US stock futures tread water after Fed minutes spark a sell-off, while bitcoin slumps to a 1-month low



March is too early for a rate hike according to analysts.

Spencer Platt is a photographer.

The US stock futures were wavering Thursday as they struggled to recover from a global sell-off caused by signs the Federal Reserve is ready to be more aggressive on interest rate rises.

The futures were down at 6:10 a.m. Technology stocks were the focus of Wednesday's decline. The S&P 500 futures were up 0.05%, suggesting a cautious start to trading later in the day.

The Fed's December meeting minutes burst the early-year calm in markets. Officials agree that a tight job market and high inflation mean they may not wait for more people to return to work before hiking interest rates.

In December, the US central bank said it would double the pace of its bond purchases and raise interest rates three times in the next five years to cool inflation.

The minutes suggest that the Fed might reduce its balance sheet as opposed to simply pulling back on its emergency asset buying in order to cut the amount of market liquidity.

Simon Harvey said that the Fed's view on balance sheet reduction was the most notable development in the minutes.

The major US stock indices retreated after the minutes, with the tech-focused Nasdaq falling 3% for its biggest daily drop in nearly a year. The S&P 500 fell 2% on Wednesday, after a two-week rally in which the index rose 5%.

The US markets were lower. London's FTSE 100 lost 0.4%, the Euro Stoxx 600 was down 0.9%, and the Frankfurt's DAX fell 0.9%.

The US losses hurt the outlook for corporate profit growth in the region. Tokyo's Nikkei fell 2.8% while the Shanghai Composite fell 2%. The Hang Seng in Hong Kong increased by 0.7%.

Tech companies and real-estate names are sensitive to rising interest rates. Higher long-term rates can affect earnings estimates for high-growth businesses and turn bonds into safer investments.

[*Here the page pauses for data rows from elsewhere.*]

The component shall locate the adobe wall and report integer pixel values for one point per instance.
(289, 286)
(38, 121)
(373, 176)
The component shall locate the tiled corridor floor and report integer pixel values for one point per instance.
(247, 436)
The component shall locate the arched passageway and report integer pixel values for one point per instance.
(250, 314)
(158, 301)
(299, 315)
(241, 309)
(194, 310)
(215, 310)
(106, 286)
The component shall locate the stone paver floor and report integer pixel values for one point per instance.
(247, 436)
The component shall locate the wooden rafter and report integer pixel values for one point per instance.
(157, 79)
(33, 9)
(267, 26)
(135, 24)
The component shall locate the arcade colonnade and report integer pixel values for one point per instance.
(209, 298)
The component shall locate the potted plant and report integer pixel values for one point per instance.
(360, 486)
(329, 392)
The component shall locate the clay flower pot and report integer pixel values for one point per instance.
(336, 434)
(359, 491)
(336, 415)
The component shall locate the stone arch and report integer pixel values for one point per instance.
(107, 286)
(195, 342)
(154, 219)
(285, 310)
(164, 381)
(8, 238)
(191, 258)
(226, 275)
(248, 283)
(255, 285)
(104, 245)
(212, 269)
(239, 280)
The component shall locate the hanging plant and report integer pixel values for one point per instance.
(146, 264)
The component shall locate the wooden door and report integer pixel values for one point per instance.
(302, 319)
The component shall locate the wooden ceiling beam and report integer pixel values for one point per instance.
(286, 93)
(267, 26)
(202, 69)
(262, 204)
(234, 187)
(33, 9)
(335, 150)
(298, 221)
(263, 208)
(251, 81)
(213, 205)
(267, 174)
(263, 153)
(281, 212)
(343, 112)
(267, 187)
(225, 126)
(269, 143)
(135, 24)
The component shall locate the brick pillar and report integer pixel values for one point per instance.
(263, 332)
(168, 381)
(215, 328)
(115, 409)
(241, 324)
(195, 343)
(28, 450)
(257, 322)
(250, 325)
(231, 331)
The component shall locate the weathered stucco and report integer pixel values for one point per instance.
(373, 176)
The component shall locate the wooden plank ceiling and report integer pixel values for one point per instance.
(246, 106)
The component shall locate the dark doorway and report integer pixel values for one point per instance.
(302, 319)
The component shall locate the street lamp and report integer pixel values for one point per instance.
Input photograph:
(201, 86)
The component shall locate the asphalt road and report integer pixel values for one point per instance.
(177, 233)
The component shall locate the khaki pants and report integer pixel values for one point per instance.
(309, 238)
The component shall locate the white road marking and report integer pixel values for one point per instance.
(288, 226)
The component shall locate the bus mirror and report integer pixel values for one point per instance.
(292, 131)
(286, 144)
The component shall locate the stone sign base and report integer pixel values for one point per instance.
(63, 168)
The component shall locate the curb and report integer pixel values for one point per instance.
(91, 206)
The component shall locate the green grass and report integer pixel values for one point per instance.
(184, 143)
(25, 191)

The 10-year US Treasury yield rose to 1.73% on Thursday, its highest level since April 2021, after surging to 1.71% after the Fed news.

The Fed might make its first interest-rate hike this year. ING analysts James Knightley and Padhraic Garvey said that March is too early for a rate increase, but that May is likely.

"With several participants noting that the maximum employment objective has largely been met, and uncertainty over the recovery in the participation rate in the coming months, jobs data will be key in determining whether the growing consensus in money markets for lift-off at March's meeting is the correct bet," Harvey

The monthly US jobs report for December is due Friday. Private-sector job growth data from the ADP out Wednesday came in at double the estimates and much better than November's reading.

It was the worst day since the flash crash of December 4 when it fell as much as 8.5%. The Fed's rate hike puts at risk the money that has flowed into asset classes.

Market participants can expect some peaks and troughs along the way, as markets never move in a straight line, and investors can expect to see cryptocurrencies rebound to an upward trajectory.

Apple is the first member of the $3 trillion club. The bull and bear cases are for the stock.

Business Insider has an original article.